Cabbage kurma recipe – How to make cabbage kurma (cabbage gravy) recipe – side dish for rotis/rice

Cabbage kurma is a very tasty gravy recipe done in a South Indian style, where cabbage is cooked in a coconut based masala paste.  Cabbage kurma is a very popular side dish in some parts of Tamil Nadu and each region has its own variation of making this dish.  If you are bored of eating cabbage in the same traditional manner, you can try this recipe for a variation.  They are a perfect side dish for rotis,  puris or dosas.  

I have used a pressure cooker to make this dish.  This is a quicker version of making this kurma.  You can use also use an open pan or kadai, if you want to avoid the cooker.

Do try this mildly spiced  cabbage kurma with a aromatic flavour of coconut and enjoy!!

Prep Time : 15 mins

Cook Time : 20 mins

South Indian cuisine

INGREDIENTS

Cabbage – 200 gms (chopped finely)

Onion – 1 (chopped finely)

Tomatoes – 2 (chopped finely)

Mustard seeds or rai – 1/2 tsp

Cumin seeds or jeera – 1/2 tsp

Turmeric powder – 1/4 tsp

Red chilli powder – 1/2 tsp

Garam masala – 1/2 tsp

Few chopped coriander leaves for garnishing

Oil – 2 tablespoons

Salt to taste

TO BE GROUND TO A FINE PASTE

Grated fresh coconut – 1/2 cup

Green chillies – 2

Garlic cloves – 5 nos

Ginger – 1/2 inch (chopped roughly)

Black pepper – 1/2 tsp

Cashew nuts – 5 nos

Saunf/fennel seeds – 1/2 tsp

Cumin seeds – 1/2 tsp

Mint leaves – 1 tablespoon

Cloves – 2

Cinnamon stick – 1 (small)

HOW TO MAKE OR PREPARE CABBAGE KURMA RECIPE

Take all the ingredients – coconut, green chillies, garlic cloves, ginger, black pepper, mint leaves, cloves and cinnamon stick – to a mixer grinder.  Add little water and grind to make a smooth paste.  Keep it aside.
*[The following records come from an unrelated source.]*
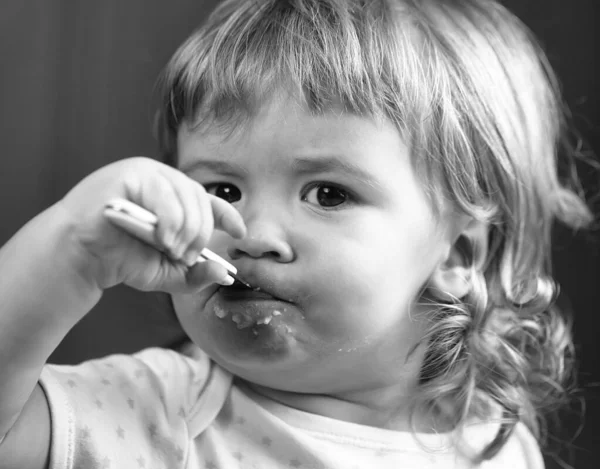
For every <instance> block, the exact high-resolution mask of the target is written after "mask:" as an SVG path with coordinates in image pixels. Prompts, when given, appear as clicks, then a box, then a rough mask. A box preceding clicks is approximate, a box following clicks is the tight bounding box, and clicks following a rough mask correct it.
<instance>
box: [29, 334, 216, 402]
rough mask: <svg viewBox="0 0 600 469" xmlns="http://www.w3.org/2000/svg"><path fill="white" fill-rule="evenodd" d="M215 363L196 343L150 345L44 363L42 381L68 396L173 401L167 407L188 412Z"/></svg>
mask: <svg viewBox="0 0 600 469" xmlns="http://www.w3.org/2000/svg"><path fill="white" fill-rule="evenodd" d="M214 367H215V365H214V363H213V362H212V360H210V358H209V357H208V356H207V355H206V354H205V353H204V352H202V351H201V350H200V349H199V348H198V347H195V346H187V347H185V348H184V349H182V350H170V349H164V348H159V347H153V348H148V349H144V350H141V351H139V352H137V353H135V354H132V355H125V354H114V355H109V356H107V357H103V358H100V359H95V360H89V361H86V362H83V363H81V364H79V365H73V366H65V365H46V367H45V369H44V372H43V373H42V377H41V384H42V386H43V387H44V389H45V390H46V392H47V394H49V395H54V394H55V392H53V391H54V390H56V389H57V388H62V390H65V391H67V394H68V397H69V398H70V400H73V399H76V398H80V399H82V400H84V399H85V397H86V396H98V397H97V400H102V397H101V396H103V397H104V399H105V400H106V401H120V400H122V399H121V396H123V395H127V396H130V397H131V399H134V398H135V399H136V401H137V402H139V403H140V404H145V406H146V407H155V406H157V405H158V406H160V407H162V408H167V407H173V406H176V409H172V410H175V411H176V412H179V411H182V412H185V413H187V411H189V410H190V408H191V407H192V406H193V405H194V404H195V403H196V401H197V400H198V398H199V396H201V395H202V393H203V392H204V391H205V390H206V387H207V385H208V384H209V382H210V381H211V377H212V374H213V368H214ZM130 402H131V401H130ZM98 405H99V404H98Z"/></svg>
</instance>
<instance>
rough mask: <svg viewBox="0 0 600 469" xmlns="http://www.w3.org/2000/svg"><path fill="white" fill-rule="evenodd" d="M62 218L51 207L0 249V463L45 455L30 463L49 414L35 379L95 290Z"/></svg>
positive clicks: (81, 312) (94, 288)
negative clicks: (3, 437) (0, 461)
mask: <svg viewBox="0 0 600 469" xmlns="http://www.w3.org/2000/svg"><path fill="white" fill-rule="evenodd" d="M69 223H70V222H69V217H68V216H67V214H66V213H64V211H63V209H62V207H61V206H60V205H55V206H53V207H51V208H50V209H48V210H46V211H45V212H43V213H42V214H40V215H39V216H37V217H36V218H34V219H33V220H31V221H30V222H29V223H28V224H27V225H25V226H24V227H23V228H22V229H21V230H20V231H19V232H18V233H17V235H15V236H14V237H13V238H12V239H11V240H10V241H9V242H8V243H7V244H6V245H5V246H4V247H3V248H2V249H1V250H0V272H2V275H0V299H1V300H0V301H1V303H0V311H1V313H0V372H1V375H2V380H0V396H2V398H1V399H0V438H2V437H4V441H3V442H2V443H0V461H4V463H6V464H10V463H11V462H14V464H15V466H13V467H27V466H25V464H24V463H25V461H23V460H21V461H17V460H15V459H14V458H15V457H17V456H18V455H23V456H27V457H34V456H36V455H35V454H34V451H32V449H33V448H36V449H40V452H41V453H44V454H38V455H37V456H38V457H39V458H40V459H39V465H37V466H30V467H44V465H45V461H46V457H47V448H48V443H49V413H48V407H47V403H46V400H45V397H44V395H43V392H42V391H41V389H40V388H39V386H38V385H37V381H38V378H39V375H40V372H41V369H42V367H43V365H44V363H45V362H46V360H47V359H48V357H49V356H50V354H51V353H52V352H53V350H54V349H55V348H56V346H57V345H58V344H59V343H60V341H61V340H62V339H63V338H64V336H65V335H66V334H67V332H68V331H69V330H70V329H71V328H72V327H73V326H74V325H75V324H76V323H77V321H79V320H80V319H81V318H82V317H83V316H84V315H85V314H86V313H87V312H88V311H89V310H90V309H91V308H92V307H93V306H94V304H96V302H97V301H98V300H99V299H100V296H101V293H102V291H101V290H100V289H99V288H98V287H96V286H94V284H93V282H91V281H89V280H88V279H86V278H84V277H83V276H82V272H85V271H84V270H83V269H80V268H79V265H80V264H81V262H83V259H84V257H83V256H82V253H78V252H76V251H75V250H74V249H73V248H74V247H75V246H76V243H73V242H72V240H71V239H70V233H71V232H72V230H71V227H70V226H69ZM24 420H27V421H28V422H31V425H34V426H30V425H25V424H24ZM32 430H34V431H32ZM32 438H35V439H36V441H35V442H34V441H32ZM19 447H21V448H22V450H19ZM42 448H46V450H45V451H42ZM11 459H12V460H13V461H11ZM31 462H33V461H31ZM2 467H11V466H10V465H9V466H4V465H2Z"/></svg>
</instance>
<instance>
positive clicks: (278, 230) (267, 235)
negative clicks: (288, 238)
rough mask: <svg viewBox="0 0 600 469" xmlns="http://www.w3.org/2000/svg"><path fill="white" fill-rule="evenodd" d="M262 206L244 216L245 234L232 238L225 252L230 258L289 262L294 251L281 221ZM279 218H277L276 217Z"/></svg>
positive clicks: (232, 258)
mask: <svg viewBox="0 0 600 469" xmlns="http://www.w3.org/2000/svg"><path fill="white" fill-rule="evenodd" d="M267 212H269V209H268V208H266V209H265V208H263V209H262V210H261V212H260V213H255V214H254V215H253V216H251V217H244V219H245V222H246V229H247V231H246V236H245V237H244V238H243V239H240V240H234V242H233V243H232V244H231V246H230V247H229V248H228V250H227V253H228V254H229V257H230V258H231V259H234V260H235V259H240V258H242V257H244V256H248V257H252V258H254V259H259V258H269V259H272V260H275V261H277V262H291V261H292V260H293V259H294V251H293V249H292V247H291V246H290V244H289V242H288V240H287V234H286V231H285V229H284V227H283V226H284V225H283V222H282V220H281V218H280V217H277V215H276V214H275V213H272V212H271V213H267ZM278 218H279V219H278Z"/></svg>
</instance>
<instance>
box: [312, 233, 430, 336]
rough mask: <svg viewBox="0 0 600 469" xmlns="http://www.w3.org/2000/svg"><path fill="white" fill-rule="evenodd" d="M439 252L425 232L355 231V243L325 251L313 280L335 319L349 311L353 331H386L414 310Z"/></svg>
mask: <svg viewBox="0 0 600 469" xmlns="http://www.w3.org/2000/svg"><path fill="white" fill-rule="evenodd" d="M391 233H399V234H397V235H395V236H392V235H391ZM361 235H362V236H361ZM435 252H436V250H435V244H434V243H432V242H431V241H430V239H429V237H428V236H427V235H426V234H425V233H424V230H418V229H414V228H413V229H412V230H405V231H401V230H396V231H391V230H380V231H378V232H377V233H373V232H372V231H370V232H366V231H365V230H363V231H362V232H359V231H354V232H353V239H351V240H349V239H347V238H346V239H340V238H337V242H336V243H330V244H329V245H328V246H327V248H326V249H324V250H323V251H321V252H320V256H319V257H320V258H321V261H320V262H315V263H314V265H315V266H318V267H317V269H318V270H317V269H312V270H311V277H312V279H313V280H312V282H313V283H314V286H315V288H316V289H317V290H318V291H320V292H321V294H320V295H319V296H321V295H322V297H324V298H327V299H326V302H327V303H328V309H330V310H334V312H333V313H332V315H335V314H337V316H341V315H342V314H341V313H342V312H343V317H344V318H345V319H346V320H344V321H343V322H344V324H345V325H346V328H347V329H369V330H374V329H379V328H381V329H384V328H386V327H389V326H390V325H391V324H394V323H396V322H397V321H398V320H400V319H401V318H403V317H405V316H407V315H408V313H409V312H410V306H411V305H412V303H413V302H414V300H415V299H417V296H418V295H419V293H420V291H421V288H422V287H423V285H424V284H425V283H426V281H427V280H428V278H429V276H430V275H431V273H432V271H433V268H434V266H435V264H436V255H435ZM336 310H337V312H336ZM340 322H341V321H338V323H337V327H339V324H340ZM353 325H356V328H355V327H353ZM332 327H334V326H332Z"/></svg>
Take a small pressure pan.  Add 2 tablespoons of oil and heat on medium flame.  Once hot, add mustard seeds and cumin seeds.  Allow them to splutter.  Then add 1 chopped onion and stir fry till the onions become transluscent.

Add 2 chopped tomatoes and mix well.  Cook on a medium flame till the tomatoes become little soft.  Then add the ground masala and give a good mix.

Add 1/4 tsp turmeric powder, 1/2 tsp red chilli powder,  1/2 garam masala and salt.  Mix everything well and cook on a low flame for 2-3 minutes.

Then add 250 gms of chopped or shredded cabbage.  Mix well.  Add water and adjust the consistency.  Check for salt and add if required.

Close the pressure cooker with its lid and pressure cook for 3 whistles.  Once the pressure cools down, garnish with chopped coriander leaves.

Serve cabbage kurma hot as a side dish for rotis, puris or steamed rice and enjoy!!

NOTES/TIPS

You can use ghee instead of oil for enhancing the flavour.

Adjust the spices as required by you by adding more or less.

You can also mix vegetables, brocolli, green peas or cauliflower instead of cabbage and follow the same recipe.

Add sambar powder instead of garam masala.  It also gives a good taste.